In practice it turns out that for the distinction of the vertices of the course tree the two classes MediaBrick and AccumulatedMediaBricks do not suffice. For instance the vertices of the course structure may be divided into media bricks and gradual combinations of media bricks. In some cases these media bricks may represent their content visually and logically detached from content of the same level in the course structure. These criteria are suitable to derive the following set of necessary classes to create course structures with LOM records: Atom, Subatom, CollectionOfSubatoms, CollectionOfAtoms, Chapter, Course.

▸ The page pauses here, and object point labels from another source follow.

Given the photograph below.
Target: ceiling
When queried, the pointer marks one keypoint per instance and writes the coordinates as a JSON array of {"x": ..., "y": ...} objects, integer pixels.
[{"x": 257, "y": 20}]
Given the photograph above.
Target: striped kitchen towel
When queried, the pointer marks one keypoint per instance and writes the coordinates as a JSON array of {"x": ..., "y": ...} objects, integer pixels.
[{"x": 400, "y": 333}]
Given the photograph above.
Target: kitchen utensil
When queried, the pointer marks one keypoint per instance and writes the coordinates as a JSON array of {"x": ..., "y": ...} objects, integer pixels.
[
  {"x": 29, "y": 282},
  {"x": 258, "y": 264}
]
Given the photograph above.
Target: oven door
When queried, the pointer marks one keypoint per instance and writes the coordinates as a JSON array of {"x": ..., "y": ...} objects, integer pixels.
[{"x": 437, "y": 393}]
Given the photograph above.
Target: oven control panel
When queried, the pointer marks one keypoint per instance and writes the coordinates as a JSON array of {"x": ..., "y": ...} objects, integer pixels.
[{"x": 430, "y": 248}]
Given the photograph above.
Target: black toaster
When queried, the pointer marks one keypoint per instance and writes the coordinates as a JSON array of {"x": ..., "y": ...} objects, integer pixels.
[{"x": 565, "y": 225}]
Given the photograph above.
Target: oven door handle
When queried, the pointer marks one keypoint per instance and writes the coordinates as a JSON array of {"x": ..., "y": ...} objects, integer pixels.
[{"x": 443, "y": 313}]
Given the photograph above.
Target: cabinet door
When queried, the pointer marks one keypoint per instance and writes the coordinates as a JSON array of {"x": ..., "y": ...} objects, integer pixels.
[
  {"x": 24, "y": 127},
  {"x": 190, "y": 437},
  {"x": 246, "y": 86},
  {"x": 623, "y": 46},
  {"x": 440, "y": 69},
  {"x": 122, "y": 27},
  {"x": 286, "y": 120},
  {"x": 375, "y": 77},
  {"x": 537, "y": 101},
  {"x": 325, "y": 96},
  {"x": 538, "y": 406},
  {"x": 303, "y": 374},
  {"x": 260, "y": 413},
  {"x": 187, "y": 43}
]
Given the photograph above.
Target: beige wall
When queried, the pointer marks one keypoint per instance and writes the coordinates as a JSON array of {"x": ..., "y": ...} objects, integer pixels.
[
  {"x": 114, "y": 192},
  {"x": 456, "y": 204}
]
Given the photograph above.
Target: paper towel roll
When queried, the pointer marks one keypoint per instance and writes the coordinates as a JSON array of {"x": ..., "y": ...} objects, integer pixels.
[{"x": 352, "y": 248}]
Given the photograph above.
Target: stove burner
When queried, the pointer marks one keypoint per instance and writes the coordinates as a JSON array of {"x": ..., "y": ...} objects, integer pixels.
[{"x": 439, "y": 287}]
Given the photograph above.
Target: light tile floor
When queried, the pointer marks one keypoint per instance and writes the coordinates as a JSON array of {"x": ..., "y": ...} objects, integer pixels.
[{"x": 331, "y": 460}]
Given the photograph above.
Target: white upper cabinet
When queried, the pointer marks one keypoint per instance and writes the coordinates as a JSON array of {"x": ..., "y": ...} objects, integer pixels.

As already mentioned above, the multiple usage of modularized learning resources do not result in multiple copies of the multiple used resources but in multiple references of the type HasPart to the module which should be used in multiple courses. An update of the modules that are used in multiple courses must be executed only once. Scenarios can be thought in which an unconditional update of the modules is not desired in all courses in which the modules appear. A reason can be the usage of one module by multiple authors.
Multiple usage of modules leads in general in course structures that are not dendriform and contradict the hierarchical relation HasPart (see figure 3). This concerns especially cycles of relations of the type HasPart. At the construction of presentations of a course such cycles are critical in respect of creating endless documents when they are not discovered. So ways have to be found to resolve multiple usage of modules and cycles by relations of the type HasPart.
In this paper we presented our novel approach which for the first times shows the suitability of using LOM (metadata) together with a well defined knowledge base in order to create adaptive and modularized courses. The underlying data format is based on LOM and offers a high degree of re-usability of already existing learning resources of all levels in course hierarchies by the consequent use of LOM.